Ken Johnson, who chaired the board’s Task Force on Philanthropy, said the findings of the student aid task force heightened his awareness of the tremendous need for more financial assistance. He added that he and his wife wanted to be among the first to make a leadership gift toward the grants as a means to inspire others to give.

“The need for student financial aid is enormous,” he said, “and we hope our support will allow more students to pursue a Rutgers education, which is far more valuable than its actual cost.”

To encourage other donors to give toward Scarlet Promise Grants, Rutgers University Foundation will designate need-based aid as a top fundraising priority.

“Providing talented students, regardless of their means, with access to higher education is a hallmark of the world’s best colleges and universities,” says Nevin E. Kessler, president, Rutgers University Foundation, and executive vice president, development and alumni engagement.

“Making higher education affordable is an issue of national importance, and aligns with the first part of Rutgers’ mission: to provide for the instructional needs of New Jersey’s citizens through its undergraduate, graduate, and continuing education programs,” he adds. “Scarlet Promise Grants open the door to higher education for bright students who might not otherwise be able to attend Rutgers.”

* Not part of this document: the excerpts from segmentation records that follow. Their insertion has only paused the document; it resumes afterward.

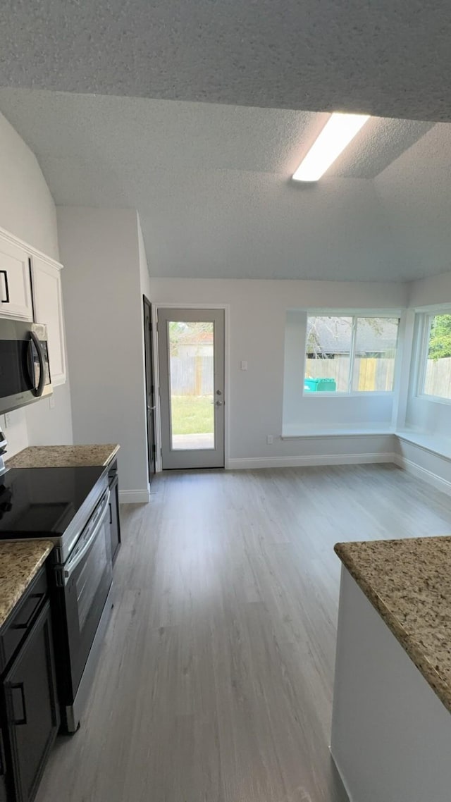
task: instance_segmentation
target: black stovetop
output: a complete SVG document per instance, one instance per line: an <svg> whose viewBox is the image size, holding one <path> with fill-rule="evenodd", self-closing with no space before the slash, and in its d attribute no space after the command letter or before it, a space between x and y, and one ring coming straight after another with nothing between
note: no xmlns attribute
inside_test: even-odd
<svg viewBox="0 0 451 802"><path fill-rule="evenodd" d="M105 468L16 468L0 476L0 540L61 537Z"/></svg>

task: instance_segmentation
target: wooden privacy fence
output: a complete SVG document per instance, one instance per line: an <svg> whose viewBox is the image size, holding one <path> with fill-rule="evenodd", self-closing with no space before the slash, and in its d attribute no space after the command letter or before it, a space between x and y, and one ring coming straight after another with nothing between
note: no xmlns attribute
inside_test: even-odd
<svg viewBox="0 0 451 802"><path fill-rule="evenodd" d="M428 395L451 398L451 357L428 359L425 392Z"/></svg>
<svg viewBox="0 0 451 802"><path fill-rule="evenodd" d="M394 368L394 359L356 357L352 386L354 389L360 391L392 390ZM337 391L347 392L349 358L340 356L336 359L307 359L306 376L311 379L335 379Z"/></svg>
<svg viewBox="0 0 451 802"><path fill-rule="evenodd" d="M173 395L213 395L213 357L171 356Z"/></svg>

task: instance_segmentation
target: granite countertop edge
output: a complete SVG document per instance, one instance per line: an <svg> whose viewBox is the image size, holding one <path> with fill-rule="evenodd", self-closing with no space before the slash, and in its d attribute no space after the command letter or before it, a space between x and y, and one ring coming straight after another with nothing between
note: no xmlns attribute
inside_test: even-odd
<svg viewBox="0 0 451 802"><path fill-rule="evenodd" d="M70 468L109 465L120 446L117 443L83 445L28 446L6 460L6 468Z"/></svg>
<svg viewBox="0 0 451 802"><path fill-rule="evenodd" d="M6 542L0 545L0 574L2 566L6 564L10 575L8 583L11 585L10 588L7 587L4 594L0 595L0 627L7 624L11 613L43 565L52 549L53 543L45 539L28 542L23 541L14 543ZM27 552L29 553L26 553ZM38 553L35 557L35 552ZM30 566L26 569L22 567L24 561L30 561ZM17 579L14 571L17 573Z"/></svg>
<svg viewBox="0 0 451 802"><path fill-rule="evenodd" d="M387 541L375 541L381 545L387 543ZM396 618L396 614L387 606L380 594L374 589L371 581L365 577L362 571L356 565L352 557L347 553L347 546L356 546L356 543L336 543L334 551L341 560L342 563L347 569L352 578L363 591L368 602L379 613L381 618L385 622L388 629L395 636L400 645L408 655L412 662L419 671L423 674L426 682L430 685L434 693L438 696L441 702L451 713L451 687L446 678L442 677L435 666L428 659L422 649L421 643L410 635Z"/></svg>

Trustees James Dougherty (left) Mary DiMartino (center) and Ken Johnson (right) kicked off a challenge to support the new Scarlet Promise Grants endowment.
Trustees James Dougherty (left) Mary DiMartino (center) and Ken Johnson (right) kicked off a challenge to support the new Scarlet Promise Grants endowment.
Photo: John O'Boyle

About 75 percent of Rutgers undergraduates receive some financial aid; about 25 percent receive Rutgers Assistance Grants, which were created in the 1990s to bridge a gap between the amount provided by the New Jersey Tuition Aid Grant and the cost of tuition. The Rutgers grants are designed to help the university’s neediest students, says Jean McDonald-Rash, associate vice president for enrollment services at Rutgers.

“Rutgers grants are important in a number of ways,” McDonald-Rash says. “State and federal grants may cover tuition but not other student expenses, such as room, board and books, so Rutgers grants can help with those, as well as with tuition.” The grants are especially helpful for students who face a life-changing event, such as the loss of a parent or a job, she adds.